If you buy a second hand car in Thailand, you will need to put it into your name. This is a post about how to transfer Thai car ownership into your name, including what documents you need for Thai and non-Thai citizens, as well as the steps involved. 

The local Department of Land and Transport is the place to go, I wish I could give you a nice easy list of them, but the website is in Thai, so best just search for your local office online! The actual transferring of car ownership shouldn’t be a difficult process, just a case of filling out forms and waiting in queues really. The only delay I have come across personally is our neighbours had a car with LPG conversion, but the DLT said the tank was not in the correct place, so had to be removed. This caused multiple visits to the office (and much frustration) but hopefully this is not too common an occurrence!

To buy or sell a car you need the blue book (tambien rot in Thai) for the vehicle, as well as the vehicle itself, as it will be inspected on site. The vehicle needs to have a current tax sticker and minimum insurance. You can get the forms in person at the DLT, or if you read Thai you can download them from the DLT website

Documents required for a non-Thai person: copy of passport photo page and visa page, signed. Work permit, or if they do not have a work permit – a certificate of residence, available from Thai immigration or the local consulate.

A Thai person just needs a copy of their Thai ID card, signed. Some office may need a copy of the tambien baan (house registration book) however this wasn’t requested when we went. Oh, this is probably a good time to say my experience was at Chiang Mai DLT, which is located on the southbound side of Hang Dong Road (108)  just before Big C (see the map for the exact location). The office is open 08:30 – 16:30 Monday to Friday. 

We arrived and headed to window 7 for transfer of motor vehicles. Here a lady gave us two forms and helped us fill them out, because they are all in Thai!

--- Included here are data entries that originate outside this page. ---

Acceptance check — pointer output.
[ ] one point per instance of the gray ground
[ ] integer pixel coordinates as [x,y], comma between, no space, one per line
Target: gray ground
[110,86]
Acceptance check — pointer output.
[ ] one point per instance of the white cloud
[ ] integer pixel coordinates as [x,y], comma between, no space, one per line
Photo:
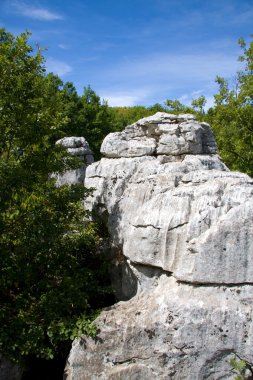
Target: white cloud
[155,78]
[58,67]
[121,100]
[35,12]
[124,98]
[63,46]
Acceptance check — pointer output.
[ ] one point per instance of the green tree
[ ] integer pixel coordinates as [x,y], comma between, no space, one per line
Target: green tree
[176,106]
[51,277]
[232,115]
[88,116]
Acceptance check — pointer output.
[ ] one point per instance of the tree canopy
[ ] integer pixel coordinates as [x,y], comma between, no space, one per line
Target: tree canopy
[52,276]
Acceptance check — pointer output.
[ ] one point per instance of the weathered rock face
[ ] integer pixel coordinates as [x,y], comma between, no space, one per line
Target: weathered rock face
[76,146]
[181,229]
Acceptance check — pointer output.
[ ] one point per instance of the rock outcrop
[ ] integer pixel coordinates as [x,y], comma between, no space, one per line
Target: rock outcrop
[79,147]
[182,240]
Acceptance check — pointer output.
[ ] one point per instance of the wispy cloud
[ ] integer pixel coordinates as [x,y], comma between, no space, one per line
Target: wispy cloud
[37,13]
[58,67]
[155,78]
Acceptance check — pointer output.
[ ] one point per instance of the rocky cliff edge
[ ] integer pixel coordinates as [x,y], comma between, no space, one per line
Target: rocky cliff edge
[181,234]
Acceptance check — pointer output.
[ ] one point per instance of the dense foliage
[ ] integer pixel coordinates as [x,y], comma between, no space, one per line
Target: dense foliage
[51,275]
[232,116]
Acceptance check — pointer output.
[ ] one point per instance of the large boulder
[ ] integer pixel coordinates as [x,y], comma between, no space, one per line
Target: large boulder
[182,240]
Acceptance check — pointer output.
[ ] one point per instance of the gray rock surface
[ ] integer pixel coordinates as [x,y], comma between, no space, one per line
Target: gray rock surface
[76,146]
[182,238]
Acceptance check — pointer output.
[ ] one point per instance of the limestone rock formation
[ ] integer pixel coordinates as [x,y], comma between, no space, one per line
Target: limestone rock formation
[76,146]
[182,240]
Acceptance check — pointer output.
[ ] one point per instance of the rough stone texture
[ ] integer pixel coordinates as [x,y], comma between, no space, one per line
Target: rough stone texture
[162,134]
[76,146]
[182,236]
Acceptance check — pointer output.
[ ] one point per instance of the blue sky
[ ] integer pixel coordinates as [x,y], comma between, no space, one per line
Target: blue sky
[136,52]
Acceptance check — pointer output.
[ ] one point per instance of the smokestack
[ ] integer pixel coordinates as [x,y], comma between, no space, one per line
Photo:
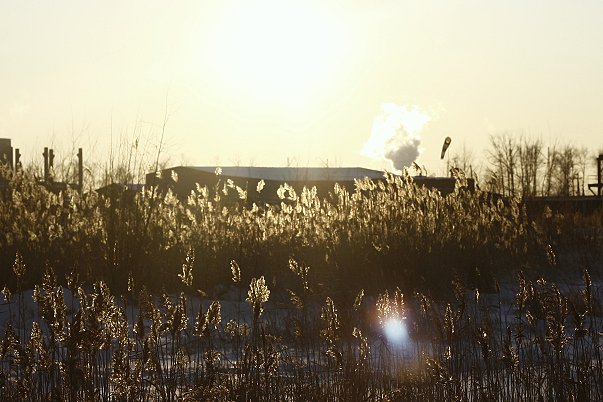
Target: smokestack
[80,169]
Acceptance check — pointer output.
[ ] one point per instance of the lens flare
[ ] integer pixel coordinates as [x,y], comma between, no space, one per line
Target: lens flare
[395,330]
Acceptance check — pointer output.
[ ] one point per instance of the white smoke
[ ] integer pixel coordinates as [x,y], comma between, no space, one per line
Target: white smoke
[395,135]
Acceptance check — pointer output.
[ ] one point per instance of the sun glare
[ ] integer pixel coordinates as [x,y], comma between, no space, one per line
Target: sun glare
[395,331]
[274,50]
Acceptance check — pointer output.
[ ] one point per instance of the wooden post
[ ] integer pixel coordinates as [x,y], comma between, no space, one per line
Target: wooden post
[45,154]
[599,174]
[80,167]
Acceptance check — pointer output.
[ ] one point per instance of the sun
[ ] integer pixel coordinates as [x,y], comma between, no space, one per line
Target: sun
[275,50]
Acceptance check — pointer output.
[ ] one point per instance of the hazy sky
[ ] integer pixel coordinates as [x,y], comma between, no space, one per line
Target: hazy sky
[271,81]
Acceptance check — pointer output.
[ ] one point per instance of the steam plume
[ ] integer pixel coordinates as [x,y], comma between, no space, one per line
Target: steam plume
[395,135]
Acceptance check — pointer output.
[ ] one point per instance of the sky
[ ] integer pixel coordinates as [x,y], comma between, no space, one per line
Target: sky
[299,83]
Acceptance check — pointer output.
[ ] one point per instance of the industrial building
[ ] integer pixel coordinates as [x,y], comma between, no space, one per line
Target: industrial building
[184,179]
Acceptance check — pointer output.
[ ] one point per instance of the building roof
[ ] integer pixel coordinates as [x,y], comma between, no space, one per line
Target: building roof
[291,174]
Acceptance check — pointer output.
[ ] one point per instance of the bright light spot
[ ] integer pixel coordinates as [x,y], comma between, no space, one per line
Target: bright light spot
[395,330]
[275,50]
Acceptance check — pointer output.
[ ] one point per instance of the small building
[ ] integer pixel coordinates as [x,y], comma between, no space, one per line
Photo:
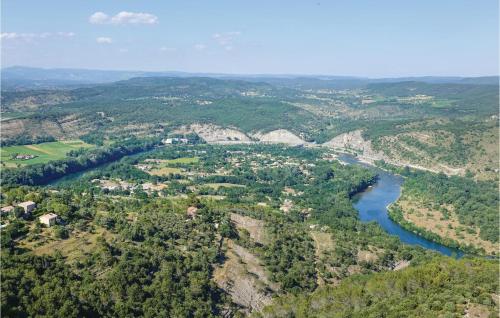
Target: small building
[192,211]
[6,209]
[48,219]
[28,206]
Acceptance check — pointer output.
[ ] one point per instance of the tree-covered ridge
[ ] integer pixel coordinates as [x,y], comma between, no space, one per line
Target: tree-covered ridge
[441,288]
[475,202]
[135,252]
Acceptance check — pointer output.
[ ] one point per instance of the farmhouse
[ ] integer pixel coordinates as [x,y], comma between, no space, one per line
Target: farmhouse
[170,141]
[28,206]
[24,157]
[6,209]
[48,219]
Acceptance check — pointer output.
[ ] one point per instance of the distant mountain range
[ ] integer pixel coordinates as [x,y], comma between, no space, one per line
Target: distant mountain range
[20,77]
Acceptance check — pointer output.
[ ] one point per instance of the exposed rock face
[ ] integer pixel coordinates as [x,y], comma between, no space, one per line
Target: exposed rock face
[217,135]
[244,278]
[282,136]
[354,141]
[213,134]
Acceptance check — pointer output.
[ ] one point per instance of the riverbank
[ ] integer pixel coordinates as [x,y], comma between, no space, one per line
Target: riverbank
[437,225]
[373,203]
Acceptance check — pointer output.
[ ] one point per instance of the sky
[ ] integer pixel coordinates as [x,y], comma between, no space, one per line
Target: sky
[370,38]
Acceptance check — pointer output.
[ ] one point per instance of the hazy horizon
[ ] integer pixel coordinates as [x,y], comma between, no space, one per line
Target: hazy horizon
[249,74]
[335,38]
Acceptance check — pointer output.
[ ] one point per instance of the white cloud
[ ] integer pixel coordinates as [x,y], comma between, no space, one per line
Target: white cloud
[226,38]
[168,49]
[32,36]
[200,47]
[99,18]
[104,40]
[123,17]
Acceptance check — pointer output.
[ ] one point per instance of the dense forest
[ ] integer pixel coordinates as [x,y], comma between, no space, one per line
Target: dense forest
[440,288]
[141,247]
[190,229]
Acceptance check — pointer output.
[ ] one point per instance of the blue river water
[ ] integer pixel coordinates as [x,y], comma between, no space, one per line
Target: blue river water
[372,206]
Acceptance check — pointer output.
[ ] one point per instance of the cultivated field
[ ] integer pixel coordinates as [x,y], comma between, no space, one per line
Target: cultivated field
[43,152]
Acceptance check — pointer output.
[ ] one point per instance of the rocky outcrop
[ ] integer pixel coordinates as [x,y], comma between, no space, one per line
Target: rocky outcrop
[354,141]
[280,136]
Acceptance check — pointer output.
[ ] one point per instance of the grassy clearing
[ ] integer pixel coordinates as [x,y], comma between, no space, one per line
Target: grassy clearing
[219,185]
[164,171]
[435,222]
[73,248]
[44,152]
[184,160]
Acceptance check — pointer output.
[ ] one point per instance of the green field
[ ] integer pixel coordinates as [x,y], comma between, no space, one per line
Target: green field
[44,152]
[184,160]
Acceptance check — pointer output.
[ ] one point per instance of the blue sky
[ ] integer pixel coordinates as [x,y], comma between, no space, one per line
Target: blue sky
[378,38]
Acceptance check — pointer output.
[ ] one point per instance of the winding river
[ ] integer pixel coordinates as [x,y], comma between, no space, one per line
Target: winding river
[372,206]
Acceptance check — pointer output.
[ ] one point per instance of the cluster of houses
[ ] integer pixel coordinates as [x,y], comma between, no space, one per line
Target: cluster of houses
[48,219]
[171,141]
[28,206]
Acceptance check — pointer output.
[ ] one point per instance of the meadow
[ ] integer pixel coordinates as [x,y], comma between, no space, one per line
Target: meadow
[44,152]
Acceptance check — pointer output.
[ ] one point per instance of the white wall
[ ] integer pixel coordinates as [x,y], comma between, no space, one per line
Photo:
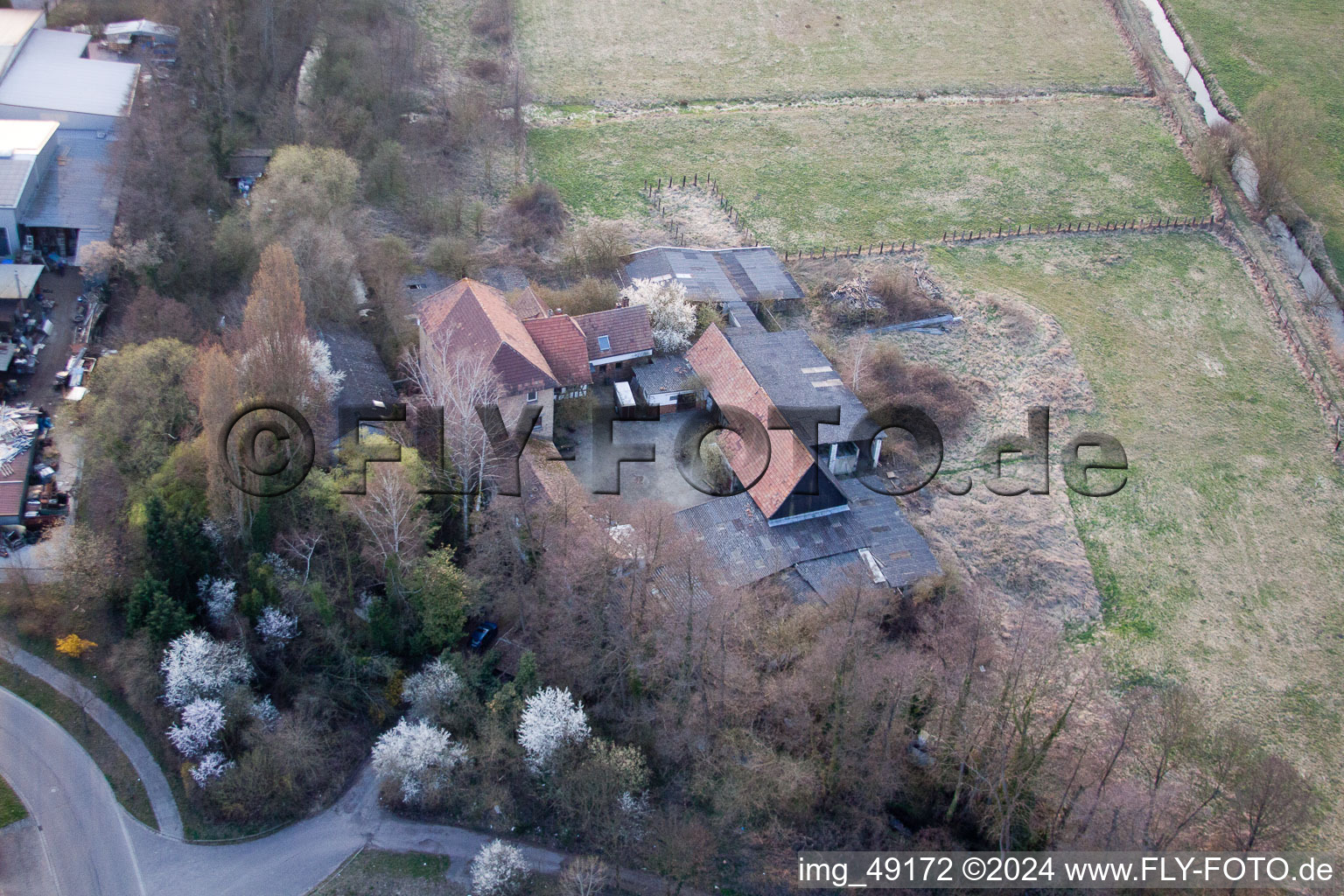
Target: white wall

If you need copies of any ID etc, then there will be a copy shop somewhere in the DLT office. In Chiang Mai it’s upstairs at the back of the building.

We went back to window 7, she checked through the paperwork, and sent us to the vehicle inspection desk. This is window 120, which is in a seperate building out the back, just exit the back doors and enter the next set. The lady at this desk checked our paperwork and told us to drive to vehicle inspection. The queue of vehicles was pretty massive, trailing around the whole building and outside onto the road! The vehicle inspection team doesn’t close for lunch unlike most government offices which close at 12 for an hour. We went for lunch and once back the queue had halved – it took about 30 minutes. 

In the inspection office we turned off the engine, opened the bonnet and turned the wheels to hard left. We were given a number. The inspector checked the chassis and engine numbers matched the blue book, and it was over in minutes. We drove out, parked the car and waited for our number to be called at desk 120 again. 

20 minutes later our number was called, and we were given our paperwork back and asked to go back to window 7. We popped our paperwork into the tray at window 7 and waited. When we were called forward we were asked to pay 530 baht. I think this is related to the purchase price, but I really couldn’t tell you for sure! Once the fee is paid we were given a ticket and asked to come back on Monday (we went on a Thursday). On Monday I went straight to window 7 and collected the updated blue book, and that was it! 

One caveat I need to mention is that if you are transferring from another province that you will have to get new number plates, I believe this involves another form, and you collect he plates when you get the blue book back. Another helpful site I found after going through the process here – which has the form with the English translation! Doh!